Three days after Chile's Calbuco volcano first erupted, ash clouds forced flight cancellations Saturday in Chile, Argentina and Uruguay. Airborne ash particles, carried by wind across South America, can cause issues for plane engines, prompting the precautionary groundings.
Calbuco erupted Wednesday and Thursday, shooting a plume of smoke and ash about 11 miles into the sky. The ash was blown across South America, Argentina seeing the brunt of the impact on flights since wind carried the ash northeast. Delta Airlines, Air France, American Airlines, Air Canada and Qantas Airways all suspended flights Saturday to and from airports in Santiago, Chile; Buenos Aires, Argentina, and Montevideo, Uruguay, Reuters reported. Buenos Aires, for context, is about 1,000 miles away from Calbuco. Chile's and Argentina's main airlines were both operating flights to and from those airports, however.

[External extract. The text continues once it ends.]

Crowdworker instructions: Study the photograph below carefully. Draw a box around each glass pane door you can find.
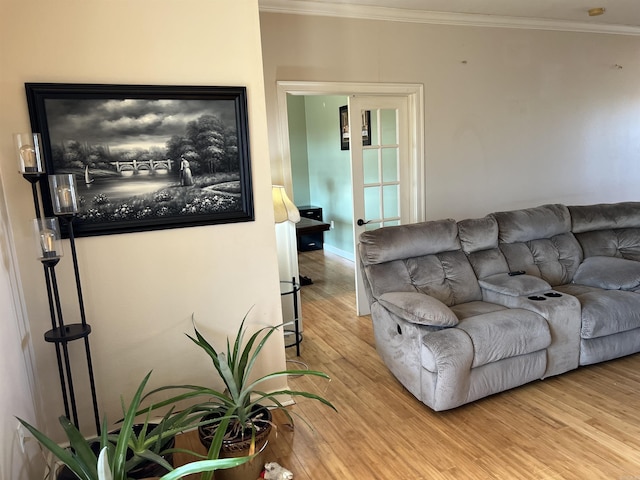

"The situation is much better than yesterday," a spokesman for Argentina's National Civil Aeronautic Administration told Reuters.
"The airports [of Buenos Aires] are operating normally. The first ash cloud has already passed by and the second is on the move. American Airlines is not operating on their own accord, nor are Delta Airlines or United. They are evaluating the situation on a day-to-day basis."
The effects of the eruption have been wide-ranging. Authorities urged about 2,000 more people living nearby to evacuate Friday after about 1,500 were initially evacuated after the eruption. An increase in volcanic activity caused potentially deadly mud flows, or lahars, consisting of a mix of water and rock fragments, which can level anything in their path. The mudflows were detected in a river near the volcano.
The area was first evacuated after the first eruption Wednesday, but people began returning Friday as the clouds of smoke and ash surrounding Calbuco lessened. Despite the lesser eruptions, it could be a while before the Calbuco finishes its first eruption in 45 years.
"This is a complex [volcanic] process that could last for weeks," said Rodrigo Alvarez, head of Chile's mining and geological service, according to Reuters.
Officials said the people newly evacuated from the towns of Chamiza, Lago Chapo and Correntoso would stay at shelters in Puerto Montt.
"I'm worried about the lava because we're right below it all," said Jorge Vargas, a farmer who had to flee with his family, leaving behind his property and animals, according to Fox News Latino. "My children are very scared. They just want to go back home, but we can't because of the [volcanic] gases."
The lahars are an added danger, along with the already devastating clouds of ash and dust. Some houses and schools have collapsed under the sheer weight of the ash.
The volcano's eruptive process could perhaps last months, and a third eruption is possible, Alvarez said. Unless a third eruption comes, however, weather experts expect the clouds of ash to dissipate.